Waterlooville is a town in Hampshire approx 8 miles north of Portsmouth. Originally known as 'Wait Lane' and only containing a handful of cottages, Waterlooville owes its real foundation to an Act which was passed in 1810, authorising deforestation of the area. Legend has it that it was named after the pub that stood at the centre of town, then known as Waitland End. The Heroes of Waterloo was named because on its opening day a long column of weary soldiers, who had just disembarked at Portsmouth returning home from the Battle of Waterloo in 1815, decided to stop there and celebrate their victory. According to local legend, many of them settled there; at any rate the pub was renamed in their honour and the area around the pub became known as Waterlooville.
This match was not on our agenda as we set off for Hampshire in the morning. Having been dumped out of the FA Cup by Bradford City in the 3rd Round, Spurs had arranged a friendly at Fratton Park against Portsmouth. An early arrival to collect the match programmes was met with ‘Game Off’ signs. The pitch was certainly playable but for a friendly, I assume the clubs were not too bothered and the timing probably prevented Spurs from travelling. So what to do?
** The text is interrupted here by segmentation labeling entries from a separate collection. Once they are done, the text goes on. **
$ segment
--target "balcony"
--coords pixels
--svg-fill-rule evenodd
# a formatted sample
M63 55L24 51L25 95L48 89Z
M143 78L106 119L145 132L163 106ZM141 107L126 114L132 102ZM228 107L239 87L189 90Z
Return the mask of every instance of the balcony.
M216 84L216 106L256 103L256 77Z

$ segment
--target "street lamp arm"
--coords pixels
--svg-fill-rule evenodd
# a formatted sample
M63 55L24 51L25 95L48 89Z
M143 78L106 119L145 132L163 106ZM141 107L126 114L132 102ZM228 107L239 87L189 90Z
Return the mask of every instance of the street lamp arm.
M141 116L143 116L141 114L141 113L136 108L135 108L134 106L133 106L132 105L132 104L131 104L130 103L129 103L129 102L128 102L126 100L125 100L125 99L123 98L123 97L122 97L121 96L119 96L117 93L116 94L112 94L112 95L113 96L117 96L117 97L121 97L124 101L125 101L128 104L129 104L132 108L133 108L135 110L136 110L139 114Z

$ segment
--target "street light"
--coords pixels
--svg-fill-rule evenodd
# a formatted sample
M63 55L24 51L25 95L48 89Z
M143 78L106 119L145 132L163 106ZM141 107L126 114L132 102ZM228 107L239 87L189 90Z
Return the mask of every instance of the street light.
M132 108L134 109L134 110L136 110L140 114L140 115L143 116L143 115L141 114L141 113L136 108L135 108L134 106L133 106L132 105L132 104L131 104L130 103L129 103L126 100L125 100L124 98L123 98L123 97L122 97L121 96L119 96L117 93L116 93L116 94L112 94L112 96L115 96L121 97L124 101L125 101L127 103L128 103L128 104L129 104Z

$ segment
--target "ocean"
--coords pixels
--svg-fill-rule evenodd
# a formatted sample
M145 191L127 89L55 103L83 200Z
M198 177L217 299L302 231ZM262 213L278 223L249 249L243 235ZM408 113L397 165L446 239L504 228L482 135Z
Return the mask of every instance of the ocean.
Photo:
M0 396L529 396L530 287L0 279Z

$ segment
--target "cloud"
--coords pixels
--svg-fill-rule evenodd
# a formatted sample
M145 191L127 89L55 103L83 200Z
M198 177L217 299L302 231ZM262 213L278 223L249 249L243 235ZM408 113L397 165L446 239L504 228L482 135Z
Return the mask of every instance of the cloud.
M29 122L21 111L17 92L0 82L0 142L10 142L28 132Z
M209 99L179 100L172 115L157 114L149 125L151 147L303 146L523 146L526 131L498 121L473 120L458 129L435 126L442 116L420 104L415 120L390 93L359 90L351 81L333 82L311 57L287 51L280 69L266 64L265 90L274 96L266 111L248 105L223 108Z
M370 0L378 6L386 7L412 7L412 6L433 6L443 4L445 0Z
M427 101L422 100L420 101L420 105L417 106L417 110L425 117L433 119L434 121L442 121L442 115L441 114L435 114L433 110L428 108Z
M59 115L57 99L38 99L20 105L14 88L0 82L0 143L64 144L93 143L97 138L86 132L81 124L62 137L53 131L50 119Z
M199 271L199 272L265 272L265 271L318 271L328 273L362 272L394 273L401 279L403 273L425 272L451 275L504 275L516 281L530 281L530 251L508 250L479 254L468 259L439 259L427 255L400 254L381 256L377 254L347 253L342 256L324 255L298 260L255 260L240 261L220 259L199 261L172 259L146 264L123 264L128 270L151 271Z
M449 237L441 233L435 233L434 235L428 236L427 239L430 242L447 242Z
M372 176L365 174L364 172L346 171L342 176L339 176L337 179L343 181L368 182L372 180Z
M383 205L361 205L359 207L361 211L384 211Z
It was raining but not too heavily –“there must be a match on in the locality”. A quick scan of the newspaper revealed that Waterlooville was our best option and having caught the train back up the line to Havant, we were able to reach Jubilee Park by taxi.
I recall the ground being situated in an industrial estate. Waterlooville won 3-1 against a Corby Town side boasting a strong Notts County flavour. Apart from manager Ray O’Brien, both Pedro Richards and Tristan Benjamin were in the starting eleven for the visitors.
In 1998 Waterlooville FC merged with Havent Town FC to form Havant & Waterlooville FC. Jubilee Park was abandoned as the new incarnation is based at West Leigh Park.